Building a Unified Multigenerational Church

2000 years ago, God sent his Son to be the light of hope in a broken world, and that light is meant to be shared; passed it down from generation to generation. But too often we hold on to it, afraid that we aren't called or equipped to pass it on. We've misunderstood the light as an environment to experience instead of a relationship to share. But what if we who have received this light of hope, decided to share the light with the next generation?

God designed the church to be a light that shows every generation the hope of Jesus. He designed the family to nurture the hearts of the next generation to love God. As God's church, we were all meant to work together. Our God is the God of all generations, of all time, of every age and the age to come. So, to accomplish our mission as the church to pass on faith, it requires us working together.

And we get to carry this on. This is evident all throughout Scripture. There's a lot of beauty because we see faith in God, passed on from generation to generation. He is a God of generations. He is the God of Abraham, the God of Isaac, the God of Jacob. God's character is consistent through all generations and so are His purposes. His purpose: that faith would move from generation to generation. From glory to glory. From people to people. It was meant to be passed on relationally.

Sometimes we make assumptions about people and then sometimes those assumptions can lead to judgment. We're all guilty of this. Sometimes we don't understand people. Maybe it is because we are not very good at listening. We need to ask more questions and listen to people.
For those of us that are older, sometimes it can come out like this. "Well back in my day, we did things X, Y or Z or we knew the value of X, Y or Z.” It can also come across as, "I don't know why this generation is leaving the church." Maybe we have a listening problem. Because when we listen to why younger generations are leaving the church, we're then more equipped to partner together multi-generationally to pass on our faith.

Generational silos work against us. It's not our natural tendency to stay united. But here's the thing, God is not surprised by this. He's not surprised that we have trouble staying united. It's why, recorded in John 17, Jesus prayed for the unity of the church.

God’s creative plan includes diversity in people. We are diverse in the way we see the world, the way we think, feel and react. Maybe when we stop focusing on our differences, we start focusing on God the way that He - Father, Son and Spirit - is unified, we gain that unity that Jesus prayed for. Christianity is the great equalizer of age, of race, of class. Maybe those differences were on purpose and so we have to work through those generational silos.
Our perception of the church has often been formed by a service on Sunday morning, and when we confine it to that, it creates an environment where we don't have to work together.
Here are three misconceptions to help us avoid this trap. These ideas are borrowed from a pastor in New York City, Rich Villodas. Here are three things he says that the church is not.
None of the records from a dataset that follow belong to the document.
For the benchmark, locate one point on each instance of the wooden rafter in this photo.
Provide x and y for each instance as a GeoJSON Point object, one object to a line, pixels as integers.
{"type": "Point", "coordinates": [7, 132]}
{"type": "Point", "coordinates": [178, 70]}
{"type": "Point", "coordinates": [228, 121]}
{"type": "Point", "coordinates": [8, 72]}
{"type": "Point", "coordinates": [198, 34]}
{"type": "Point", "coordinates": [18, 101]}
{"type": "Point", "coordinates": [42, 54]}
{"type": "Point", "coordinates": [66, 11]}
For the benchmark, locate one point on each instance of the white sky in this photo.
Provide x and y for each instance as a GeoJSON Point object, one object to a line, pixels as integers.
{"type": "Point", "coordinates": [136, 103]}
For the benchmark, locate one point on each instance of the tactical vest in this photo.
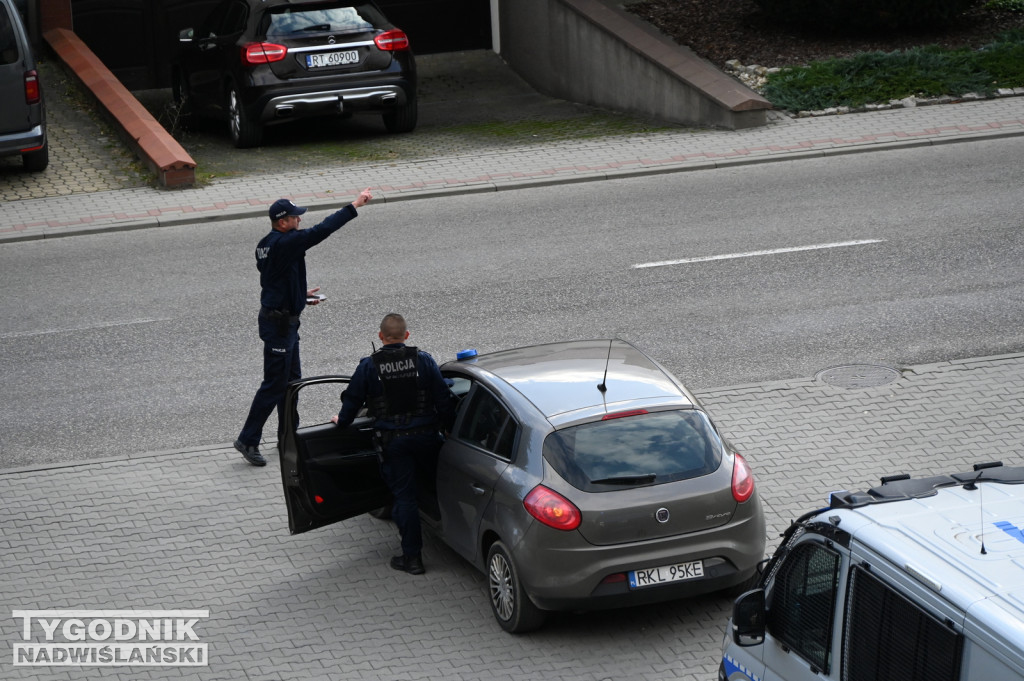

The church is not a mall. It's not a place where a crowd goes - a bunch of consumers who go to consume something. The church is not a place for a crowd to come get spiritual goodies and go home. The church was meant to be a community. To know one another. To partner with one another.

The church is also not a stadium.  We have a lot of good stadiums here, in the North Dallas area but the church is not a stadium with a whole bunch of spectators where only a few people know the plays and are doing the work. It's not just a few players on the field with the rest being spectators. The Bible teaches that the church is like a physical body where every one of us has a part to play. When one of us does not play our part, the church is limping along.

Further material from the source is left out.